Commentary

The Mercury Cafe Meant Music to Me

Just another night at the Merc.
Brandon Marshall
Just another night at the Merc.
Thanks for the memories, Marilyn. The music memories, especially. The Mercury Cafe was the nexus — the center of the universe — for the local music scene back in the 1980s, when I was fortunate enough to be hired as Westword’s first music editor.

At the time, punk and exciting indie bands ruled the underground, while Fleetwood Mac and Journey ruled the top of the charts, with hyper-commercialized “new wave” music (Synthpop? The guitar is dead? Gimme a break!) all over MTV. When I joined Westword, I promised to make the local scene a priority, because I thought it was pretty damn great.

Two clubs in particular were reliably booking local alt-rock bands instead of the cover groups and dance bands that some nightclubs featured: Walabi’s, on South Broadway, and the Mercury Cafe, at 1308 Pearl Street, around the corner from Wax Trax, the record emporium that still serves the music-buying community in spite of streaming and downloading.

There was such a concentration of music fans that hung out at Wax Trax during the day and the Merc at night that other cool businesses, like Fashion Disaster, put down roots in the area, and Wax Trax itself expanded on the block with sister shops. I bought my records at Wax Trax and also relied on the staff there — owners Dave Stidman and Duane Davis, and their incredibly knowledgeable staff (some who were in bands themselves) — for tips on noteworthy local and national music.
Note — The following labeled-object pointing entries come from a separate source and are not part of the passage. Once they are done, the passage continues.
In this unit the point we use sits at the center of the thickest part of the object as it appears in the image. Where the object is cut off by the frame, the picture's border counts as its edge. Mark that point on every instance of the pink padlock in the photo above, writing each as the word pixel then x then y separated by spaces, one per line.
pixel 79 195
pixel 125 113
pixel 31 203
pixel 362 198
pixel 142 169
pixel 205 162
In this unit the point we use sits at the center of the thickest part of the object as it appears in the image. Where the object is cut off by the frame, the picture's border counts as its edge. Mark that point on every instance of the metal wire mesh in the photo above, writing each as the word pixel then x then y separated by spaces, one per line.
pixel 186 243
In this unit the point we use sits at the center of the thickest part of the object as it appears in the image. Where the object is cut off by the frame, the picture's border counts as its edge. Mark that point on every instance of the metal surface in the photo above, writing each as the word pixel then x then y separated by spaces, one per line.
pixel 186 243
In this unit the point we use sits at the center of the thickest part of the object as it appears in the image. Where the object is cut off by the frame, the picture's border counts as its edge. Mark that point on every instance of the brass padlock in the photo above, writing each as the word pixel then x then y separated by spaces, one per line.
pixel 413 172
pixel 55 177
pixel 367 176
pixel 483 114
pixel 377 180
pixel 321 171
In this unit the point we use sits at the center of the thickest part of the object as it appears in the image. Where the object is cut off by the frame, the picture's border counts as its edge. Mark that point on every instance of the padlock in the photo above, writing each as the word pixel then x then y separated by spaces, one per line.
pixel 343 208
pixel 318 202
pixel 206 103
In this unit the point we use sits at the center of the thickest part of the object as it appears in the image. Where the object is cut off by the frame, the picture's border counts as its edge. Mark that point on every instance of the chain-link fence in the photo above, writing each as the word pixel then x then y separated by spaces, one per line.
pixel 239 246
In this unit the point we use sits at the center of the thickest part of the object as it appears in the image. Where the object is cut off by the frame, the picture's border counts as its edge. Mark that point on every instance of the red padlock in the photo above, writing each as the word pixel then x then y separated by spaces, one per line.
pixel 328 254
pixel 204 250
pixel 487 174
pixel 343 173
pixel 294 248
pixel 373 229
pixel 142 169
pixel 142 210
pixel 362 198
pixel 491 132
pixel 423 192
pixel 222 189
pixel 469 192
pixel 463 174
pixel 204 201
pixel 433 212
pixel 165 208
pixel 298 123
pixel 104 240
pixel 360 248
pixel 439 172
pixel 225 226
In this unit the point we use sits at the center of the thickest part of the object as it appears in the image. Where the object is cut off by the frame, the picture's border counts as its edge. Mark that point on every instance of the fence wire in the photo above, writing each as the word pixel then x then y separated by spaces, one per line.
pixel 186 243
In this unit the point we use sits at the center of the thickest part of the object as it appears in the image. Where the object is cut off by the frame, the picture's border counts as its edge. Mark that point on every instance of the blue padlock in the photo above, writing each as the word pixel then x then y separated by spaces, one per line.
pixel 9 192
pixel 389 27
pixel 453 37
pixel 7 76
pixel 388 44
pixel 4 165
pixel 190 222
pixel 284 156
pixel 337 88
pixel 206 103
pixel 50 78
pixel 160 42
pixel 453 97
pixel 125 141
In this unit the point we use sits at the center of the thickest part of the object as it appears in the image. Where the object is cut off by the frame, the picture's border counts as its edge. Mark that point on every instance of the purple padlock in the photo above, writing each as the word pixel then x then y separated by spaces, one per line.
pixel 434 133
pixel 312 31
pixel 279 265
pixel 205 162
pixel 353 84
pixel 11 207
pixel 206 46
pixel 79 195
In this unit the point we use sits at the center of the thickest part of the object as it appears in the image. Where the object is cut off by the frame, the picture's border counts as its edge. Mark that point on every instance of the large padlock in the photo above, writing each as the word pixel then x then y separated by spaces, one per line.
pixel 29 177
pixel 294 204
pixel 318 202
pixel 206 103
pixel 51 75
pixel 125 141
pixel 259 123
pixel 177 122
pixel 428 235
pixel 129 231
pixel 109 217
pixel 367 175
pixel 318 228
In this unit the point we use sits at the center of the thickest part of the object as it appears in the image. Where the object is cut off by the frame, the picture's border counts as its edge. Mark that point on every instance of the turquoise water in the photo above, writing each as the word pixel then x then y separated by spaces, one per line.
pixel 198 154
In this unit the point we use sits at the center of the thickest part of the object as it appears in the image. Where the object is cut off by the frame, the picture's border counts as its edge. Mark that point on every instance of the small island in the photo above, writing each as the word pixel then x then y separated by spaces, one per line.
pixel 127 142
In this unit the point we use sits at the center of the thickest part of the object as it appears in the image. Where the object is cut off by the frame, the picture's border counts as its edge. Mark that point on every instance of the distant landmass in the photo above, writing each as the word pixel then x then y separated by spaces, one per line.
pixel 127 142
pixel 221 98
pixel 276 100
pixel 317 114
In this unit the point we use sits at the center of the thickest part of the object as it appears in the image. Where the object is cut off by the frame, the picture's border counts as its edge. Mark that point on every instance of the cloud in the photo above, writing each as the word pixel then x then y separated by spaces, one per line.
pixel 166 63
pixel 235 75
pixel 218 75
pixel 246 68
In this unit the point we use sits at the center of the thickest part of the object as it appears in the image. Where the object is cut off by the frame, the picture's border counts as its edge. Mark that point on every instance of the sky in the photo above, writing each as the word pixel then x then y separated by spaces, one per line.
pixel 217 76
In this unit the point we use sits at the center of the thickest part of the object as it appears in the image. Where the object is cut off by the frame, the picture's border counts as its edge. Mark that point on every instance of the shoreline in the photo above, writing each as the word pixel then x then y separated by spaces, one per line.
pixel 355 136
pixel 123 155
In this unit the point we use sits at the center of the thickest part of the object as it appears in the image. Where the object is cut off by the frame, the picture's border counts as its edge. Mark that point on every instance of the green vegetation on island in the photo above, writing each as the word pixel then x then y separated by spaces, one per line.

And many nights, I’d drive back to Capitol Hill and make my way to the Merc to see and hear the crème de la crème of Denver music across a kaleidoscope of styles: George Daniels playing boogie-woogie piano to engage the crowd during mealtime hours if I was early, and a creative explosion of groups such as Young Weasels, Aviators, Bop Street, Gluons, Rotisserie, Rock Advocates, Adada, Astrobeats, Rok Tots, Captain and the Red Hot Flames, Jinx Jones, The Trees, Bruce Odland Big Band, Astrobeats, Crankcall Loveaffair, Jux County….
click to enlarge J. Festus Hockman illustrated this poster for the Mercury Cafe's music showcase, A Movable Feast. - GIL ASAKAWA
J. Festus Hockman illustrated this poster for the Mercury Cafe's music showcase, A Movable Feast.
Gil Asakawa
There were many more, and lots of acts got to play at other venues as time went on, but the Merc always felt like home base for the live music scene. It was a hangout, a description that I’ve heard used for the current location at 22nd and California streets. I wasn’t a big fan of every act, but I loved that Marilyn and her crew would be willing to book such a swath of local talent then, and ever since as well.

I also saw some totally cool national acts at the Merc, including (I swear) an all-ages matinee show of X blasting its proto-punk from the stage. I also saw a memorable “Paisley Underground” show with Green on Red at their GasFoodLodging second-album peak touring with the Dream Syndicate (and the Three O’Clock?).

Through it all, no matter the style of music or the frantic chaos that might be ensuing on stage, Marilyn Megenity was a calm, preternaturally placid presence in her club. Even when she had to find a new home and had to host A Movable Feast showcases of local bands in other venues to keep the Merc on the move before finding the California building in 1990, she was always a welcoming figure at the door, or going from table to table greeting customers as if they were all part of a tight-knit community. And they — we — were.

After a few months of attending shows at the Merc and handing over my cover charge ($2 maybe, back in the early ’80s?) to write about the music, Marilyn stopped me at the door and asked, “Are you Gil Asakawa?” I said yes, ashamed that my cover had been blown — must have been because I only drank coffee, even at 1 in the morning, and kept a notepad and pen handy at the back of the club. She always waved me in afterwards.

I always appreciated that, and I always appreciated Marilyn and the Merc’s presence as a foundation of Denver’s cultural community. I went to the new location, but my career took me other places after the decade, and I didn’t have the chance to go there much. I did see my friend Linda Maich perform her enchanting jazz-folk music there, and I attended one of the craziest weddings ever upstairs, of my friend and fellow Westworder Alan Dumas. The last time I was there was when Bruce Odland, a former local bandleader now living in New York City, and Ron Miles, an amazing jazz musician and teacher, invited me for lunch to discuss a wild performance and studio venue in Western Colorado that Odland was rehabbing because of its outstanding acoustics: An abandoned water tower, now called The Tank. It seemed like the perfect topic for a perfect healthy lunch at the perfect community center/club/cafe.

Thanks, Marilyn, for the memories. Thanks for being you, and for making this space that has allowed art to blossom for so many decades. May it continue to bloom under new ownership.